Erdoğan, ablukanın ‘kardeşlik’ türküleri ile kalkmayacağını idrak edince son bir ümitle Suudi Arabistan’a gitti. Yeni Kral Selman’dan ablukayı kaldırmasını rica etti. Talepleri geçiştirildi. Arabulucu Kuveyt’e, oradan da yedek kasası Katar’a uğradı. Şeyh Temim’e ‘ümitsiz vak’a’yı rapor edip Türkiye’ye avdet etti.
ERDOĞAN’DAN AYNI NAKARAT
Erdoğan Körfez’den eli boş döndü. Birleşik Arap Emirlikleri (BAE) Dışişleri Bakanı Enver Muhammed Gargaş’ın Erdoğan’ın ardından yaptığı açıklama aynen şöyle: “Türkiye Cumhurbaşkanı'nın ziyareti, yeni bir şey sunmadı. Bu krizde tarafsız kalmak Ankara için en iyi seçenek olacaktır. Zira hiçbir ziyaret, Katar'ın kendi tutumunda yapacağı etkiyi oluşturamaz.”
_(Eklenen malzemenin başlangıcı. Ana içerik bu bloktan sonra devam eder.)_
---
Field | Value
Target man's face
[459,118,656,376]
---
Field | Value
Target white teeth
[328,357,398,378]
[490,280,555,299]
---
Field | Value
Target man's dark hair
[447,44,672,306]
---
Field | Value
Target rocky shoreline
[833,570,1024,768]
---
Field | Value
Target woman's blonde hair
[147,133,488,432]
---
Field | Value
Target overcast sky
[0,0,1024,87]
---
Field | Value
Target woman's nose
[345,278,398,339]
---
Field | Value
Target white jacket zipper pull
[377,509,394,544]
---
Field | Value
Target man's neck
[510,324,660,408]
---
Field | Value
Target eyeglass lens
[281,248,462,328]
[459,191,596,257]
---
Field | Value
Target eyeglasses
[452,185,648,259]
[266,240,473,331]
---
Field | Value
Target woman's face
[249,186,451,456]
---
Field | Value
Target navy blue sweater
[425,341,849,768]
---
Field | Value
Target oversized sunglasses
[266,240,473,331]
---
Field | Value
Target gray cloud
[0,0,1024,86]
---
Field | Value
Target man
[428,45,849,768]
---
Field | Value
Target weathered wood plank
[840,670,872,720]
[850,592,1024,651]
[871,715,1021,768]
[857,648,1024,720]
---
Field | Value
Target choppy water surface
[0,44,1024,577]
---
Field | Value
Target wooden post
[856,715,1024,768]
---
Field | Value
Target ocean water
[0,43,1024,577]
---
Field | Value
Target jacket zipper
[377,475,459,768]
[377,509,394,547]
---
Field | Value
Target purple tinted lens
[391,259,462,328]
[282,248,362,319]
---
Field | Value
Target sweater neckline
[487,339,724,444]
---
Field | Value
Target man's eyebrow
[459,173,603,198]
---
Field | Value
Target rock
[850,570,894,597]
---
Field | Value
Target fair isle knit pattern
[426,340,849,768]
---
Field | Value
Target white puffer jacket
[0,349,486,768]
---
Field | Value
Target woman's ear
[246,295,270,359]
Bu da demek oluyor ki Erdoğan’ın telaşlı hali muhataplarına geri adım attırmak bir tarafa tecritin haklılığını teyit ettirdi. Zira Erdoğan ve ailesi hakkında Malta, Panama ve Wikileaks belgelerinde ortaya saçılan esrarengiz servetin kaynağı kadar nerelerde kullanıldığını Körfez’deki otoriter liderler de merak ediyor.
Katar Emiri’nin iki ayda bir Türkiye’ye gidip gelmesi, Temim’in Erdoğan tarafından uçağın merdivenlerinde karşılanması, Karadeniz yaylalarından seç beğen al yapması, Erdoğan’ın da aynı periyotla başşehir Doha’ya uçması devlet rutiniyle izah edilemeyecek kadar fazla samimiyet ihtiva ediyor.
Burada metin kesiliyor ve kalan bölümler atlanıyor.